Der Verband stört sich außerdem daran, dass die Einführung im Juli 2025 zu früh komme. Bis dahin müsse nicht nur das EU-Gesetzgebungsverfahren abgeschlossen werden, sondern auch die Motor- und Abgassysteme für die verschiedenen Modelle müssten neu entwickelt und getestet worden sein. Dass dieses Mal unüblicherweise ein einheitlicher Termin für neue Modelle, neue Fahrzeuge bestehender Baureihen sowie für Pkw und leichte Nutzfahrzeuge vorgesehen sei, vergrößere die Belastung weiter. Möglicherweise müssten dann einzelne Baureihen zeitweise aus dem Markt genommen werden, weil die Zulassungsverfahren nicht rechtzeitig abgeschlossen werden können.

Überraschend hatte sich kürzlich auch Bundesumweltministerin Steffi Lemke (Grüne) die Position der Autoindustrie zu eigen gemacht. Sie hatte sich zuvor meist für schärfere Vorgaben ausgesprochen. Nun erklärte sie unserer Zeitung, insbesondere die von der EU-Kommission vorgesehenen, extrem kurzen Einführungsfristen sehe sie kritisch. Es sei wichtig, die Luftqualität in deutschen Städten weiter zu verbessern, auf der anderen Seite müsse die Einführung von Euro 7 für die Industrie aber „auch realisierbar sein, damit Arbeitsplätze erhalten und modernisiert werden können“, sagte Lemke.

Verband: Vorschlag verteuert Autos

Auch der VDA sieht in den notwendigen Investitionen für den aktuellen Vorschlag einen Kostenfaktor, der zu erheblich höheren Preisen führe. Dies bremse die Nachfrage und führe dazu, dass ältere Fahrzeuge mit höheren Schadstoffemissionen länger auf den Straßen unterwegs sind. Zudem sei die Transformation der deutschen Autoindustrie eine „Jahrhundertaufgabe“, die den Unternehmen immense Anstrengungen abverlangten. Eine überzogene Regulierung würde die Unternehmen „jetzt dazu zwingen, Milliarden in die entsprechende Motor- und Abgasnachbehandlungstechnologie zu investieren, ohne dabei einen adäquaten Effekt bei den Emissionen zu erzielen“. In der Konsequenz fehlten den Unternehmen die Mittel für die dringend notwendigen Investitionen in den weiteren Hochlauf der E-Mobilität und die Entwicklung alternativer Antriebe, erklärte die VDA-Chefin Müller.

Regeln auch für Bremsstaub

Reguliert werden soll nach dem Willen der EU erstmals auch die Freisetzung von Partikeln aus dem Abrieb von Bremsen und Reifen. Vor allem beim Bremsen entsteht Feinstaub, der beim Einatmen nicht nur in die Lunge, sondern auch in den Blutkreislauf gelangen kann. Der Abrieb von Reifen kann über die Kanalisation in Gewässer und in die Nahrungskette gelangen. Der VDA erklärt dazu, er unterstütze diese Regulierung, zentral sei aber eine Definition, auf welche Weise die Emissionen ermittelt werden. Erst dann sei es sinnvoll, Grenzwerte festzulegen.

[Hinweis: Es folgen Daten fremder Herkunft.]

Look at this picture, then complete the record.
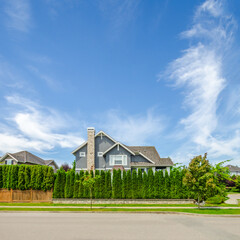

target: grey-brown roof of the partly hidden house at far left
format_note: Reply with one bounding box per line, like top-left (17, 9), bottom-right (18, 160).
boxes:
top-left (1, 151), bottom-right (58, 168)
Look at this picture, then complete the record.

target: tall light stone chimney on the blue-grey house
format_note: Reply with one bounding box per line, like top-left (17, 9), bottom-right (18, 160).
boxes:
top-left (87, 127), bottom-right (95, 171)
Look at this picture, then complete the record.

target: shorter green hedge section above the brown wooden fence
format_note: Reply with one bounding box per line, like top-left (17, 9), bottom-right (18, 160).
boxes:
top-left (0, 165), bottom-right (54, 191)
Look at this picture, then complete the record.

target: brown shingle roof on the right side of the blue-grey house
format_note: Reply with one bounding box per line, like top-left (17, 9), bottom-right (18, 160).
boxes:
top-left (126, 146), bottom-right (173, 167)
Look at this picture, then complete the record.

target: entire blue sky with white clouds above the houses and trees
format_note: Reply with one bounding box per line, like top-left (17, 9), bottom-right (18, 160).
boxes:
top-left (0, 0), bottom-right (240, 167)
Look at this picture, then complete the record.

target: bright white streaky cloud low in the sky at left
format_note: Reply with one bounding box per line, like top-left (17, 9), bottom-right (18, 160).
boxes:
top-left (0, 96), bottom-right (84, 153)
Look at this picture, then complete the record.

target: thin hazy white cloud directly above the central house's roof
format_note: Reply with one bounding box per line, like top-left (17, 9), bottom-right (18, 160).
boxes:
top-left (101, 110), bottom-right (166, 145)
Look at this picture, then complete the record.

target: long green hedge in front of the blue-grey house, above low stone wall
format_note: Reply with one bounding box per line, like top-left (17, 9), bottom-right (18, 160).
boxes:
top-left (52, 168), bottom-right (193, 199)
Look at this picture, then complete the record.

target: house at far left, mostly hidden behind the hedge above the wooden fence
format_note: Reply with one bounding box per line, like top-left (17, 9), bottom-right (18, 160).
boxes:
top-left (0, 151), bottom-right (58, 172)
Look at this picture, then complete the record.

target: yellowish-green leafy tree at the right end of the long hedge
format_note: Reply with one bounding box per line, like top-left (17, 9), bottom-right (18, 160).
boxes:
top-left (183, 153), bottom-right (216, 208)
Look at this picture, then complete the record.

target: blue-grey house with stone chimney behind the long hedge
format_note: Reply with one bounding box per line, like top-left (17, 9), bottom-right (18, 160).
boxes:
top-left (72, 128), bottom-right (173, 172)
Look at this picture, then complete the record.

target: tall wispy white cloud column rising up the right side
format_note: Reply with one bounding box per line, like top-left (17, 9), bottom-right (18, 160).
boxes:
top-left (163, 0), bottom-right (240, 163)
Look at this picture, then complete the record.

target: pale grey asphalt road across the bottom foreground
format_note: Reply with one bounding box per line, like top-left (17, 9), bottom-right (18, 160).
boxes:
top-left (0, 212), bottom-right (240, 240)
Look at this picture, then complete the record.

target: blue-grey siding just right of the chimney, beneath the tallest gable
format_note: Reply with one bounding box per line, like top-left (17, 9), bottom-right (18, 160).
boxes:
top-left (95, 136), bottom-right (115, 169)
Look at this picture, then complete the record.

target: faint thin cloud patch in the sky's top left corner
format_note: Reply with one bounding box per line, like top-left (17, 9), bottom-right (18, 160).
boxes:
top-left (5, 0), bottom-right (31, 32)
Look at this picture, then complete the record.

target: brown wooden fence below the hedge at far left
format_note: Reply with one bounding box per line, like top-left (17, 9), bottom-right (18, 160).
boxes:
top-left (0, 189), bottom-right (52, 203)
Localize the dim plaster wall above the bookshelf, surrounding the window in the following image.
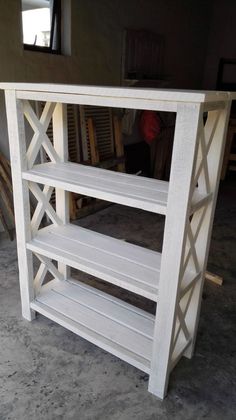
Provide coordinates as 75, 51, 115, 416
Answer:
0, 0, 208, 231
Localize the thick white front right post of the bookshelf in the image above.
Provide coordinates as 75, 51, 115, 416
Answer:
148, 104, 203, 398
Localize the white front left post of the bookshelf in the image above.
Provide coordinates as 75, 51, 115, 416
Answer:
5, 90, 35, 321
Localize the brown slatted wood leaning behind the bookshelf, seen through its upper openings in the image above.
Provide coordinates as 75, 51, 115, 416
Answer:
70, 106, 125, 220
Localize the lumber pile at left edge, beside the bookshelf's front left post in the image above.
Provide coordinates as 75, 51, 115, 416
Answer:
0, 153, 15, 240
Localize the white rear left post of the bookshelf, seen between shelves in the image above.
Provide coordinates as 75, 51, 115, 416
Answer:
53, 103, 70, 278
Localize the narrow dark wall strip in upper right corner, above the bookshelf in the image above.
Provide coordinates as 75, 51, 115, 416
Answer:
203, 0, 236, 89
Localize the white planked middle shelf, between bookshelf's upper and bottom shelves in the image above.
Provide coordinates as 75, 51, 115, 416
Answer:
27, 225, 161, 301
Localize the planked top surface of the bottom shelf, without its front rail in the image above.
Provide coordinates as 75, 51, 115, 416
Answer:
36, 280, 154, 362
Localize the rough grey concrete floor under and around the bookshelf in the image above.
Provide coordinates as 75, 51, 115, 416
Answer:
0, 176, 236, 420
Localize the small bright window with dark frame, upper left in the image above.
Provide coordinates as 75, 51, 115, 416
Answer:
21, 0, 61, 54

Besonders streng seien die Vorgaben für Transporter, bei denen die Grenzwerte deutlich stärker verschärft werden. Für schwere Nutzfahrzeuge und große Busse sei der Entwurf technologisch sogar kaum realisierbar und gehe über andere internationale Gesetzgebungen wie in den USA oder China hinaus. Bei einem europäischen „Alleingang“ drohe aber die Gefahr, dass Europa nicht die technologische Führerschaft erlange. Vielmehr könne es zur Abwanderung von Entwicklung und Produktion in andere Regionen der Welt kommen – und damit zum „Verlust von Beschäftigung und Wohlstand“.